Решающий, определяющий всё направленье эпохи конфликт. Этот конфликт новой власти предстоит разрешить. И как же его разрешает новая власть? Новая власть решает интеллигентных людей подавить, устрашить и, если понадобится, то истребить. Интеллигентным людям война объявляется не на жизнь, а на смерть: либо в тюрьмах сгинете, с голоду перемрёте, либо покоритесь вооружённой руке.

Первым делом интеллигентным людям не дают говорить. Отменяется прежняя свобода печати, когда все запасы бумаги и всё типографское дело находились в частных руках. Объявляется новая, более полная свобода печати, когда все запасы бумаги и всё типографское дело поступают под строжайший контроль новой власти.

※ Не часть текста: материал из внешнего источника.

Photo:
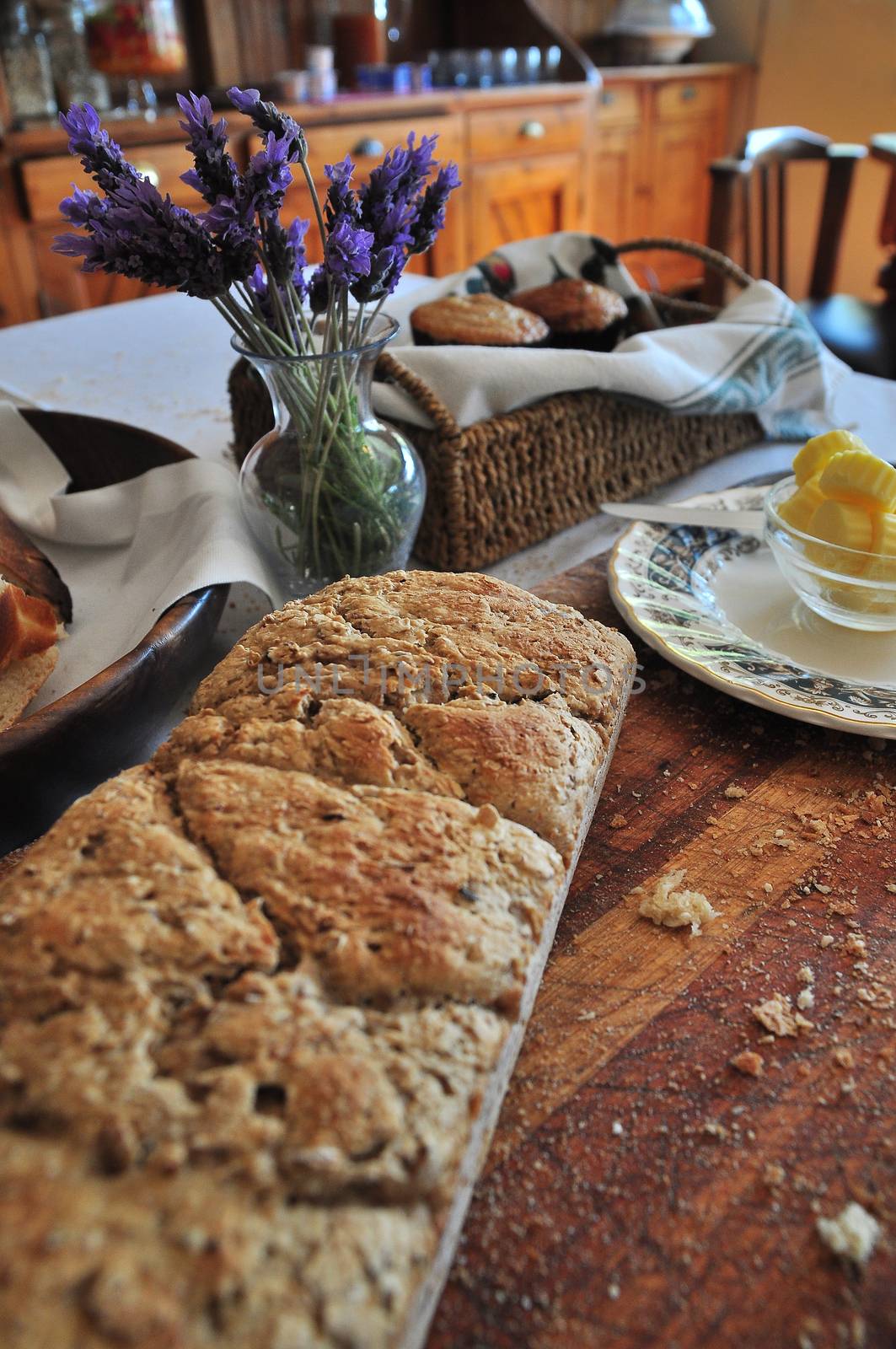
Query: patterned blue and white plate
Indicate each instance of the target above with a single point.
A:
(714, 604)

Благодаря этому новшеству на помощь слухам приходят газеты, окрылённые новой свободой печати, и тут уже волосы дыбом встают, не держит несчастные волосы никакой бриолин. Газеты, попавшие под строжайший контроль новой власти, именуют интеллигентных людей не иначе, как прихлебателями, слякотью и чёрт знает чем. Газеты призывают очистить русскую землю от насекомых и паразитов, разумеется, вредных, в первую голову от тунеядцев и саботажников, которые себя называют интеллигентами, то есть предлагается поскорее избавиться от инженеров, агрономов, экономистов, статистиков, профессоров, литераторов, учителей и врачей, для чего надлежит использовать карцер, принудительные работы, унизительный жёлтый билет, вообще всё, что взбредёт в революционную голову, осенённую, вместо разума, революционным чутьём. Начинать же следует с патриарха, непременно с него, чтобы, так сказать, вышибить дух, духовную опору у интеллигентного человека отнять, который с духовной опорой сильней Геркулеса, а без духовной опоры пигмей. Что ж удивляться, что спустя самое короткое время патриарх попадает в ЧК.

Итак, истребление русской интеллигенции предрешено.

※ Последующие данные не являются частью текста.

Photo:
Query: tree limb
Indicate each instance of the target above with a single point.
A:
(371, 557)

И Михаил Афанасьевич чувствует каждый день, каждый час в своей тихой Вязьме, что занесён над ним нож и что в любую минуту этот нож вонзится в самое сердце, распорет живот. Много ли надо для тех, у кого на месте разума и закона чутьё? Ничего им не надо. Он бреется каждое утро бритвой “Жиллет”, у него превосходный пробор в волосах. Как не шлёпнуть такого субъекта, саботажника и тунеядца, даже если саботажник и тунеядец целыми днями в уездной больнице торчит? За больницу и шлепнут в первую голову, если в больнице кто-нибудь ненароком помрёт. Сколько раз и в благословенные времена мира, законности и тишины слышал он у себя за спиной краткое обращенье: “Убью!”

Безысходность. Тоска. По ночам город Киев снится в море белых огней, милые лица, раскрытый рояль. Совсем неприметно проскальзывает в этом году Рождество. Кому придёт в голову в такую-то пору славить Христа? Уже Новый год подступает. 31 декабря. Тася стряпает что-то, слышно, как то и дело посуда на пол летит. Он сидит в своём кабинете, сделал укол, пишет Наде письмо, беспорядочно пишет, как приходит на ум:

“Дорогая Надя, поздравляю тебя с Новым Годом и желаю от души, чтобы этот новый год не был бы похож на старый. Тася просит передать тебе привет и поцелуй. Андрею Михайловичу наш привет...” Укоряет сестру, что не пишет, что своего адреса ему не даёт, делится своим беспокойством о маме:

“Я в отчаянии, что из Киева нет известий. А ещё в большем отчаянии я оттого, что не могу никак получить своих денег в Вяземском банке и послать маме. У меня начинает являться сильное подозрение, что 2000 р. ухнут в море русской революции. Ах, как пригодились бы мне эти две тысячи! Но не буду себя излишне расстраивать и вспоминать о них...”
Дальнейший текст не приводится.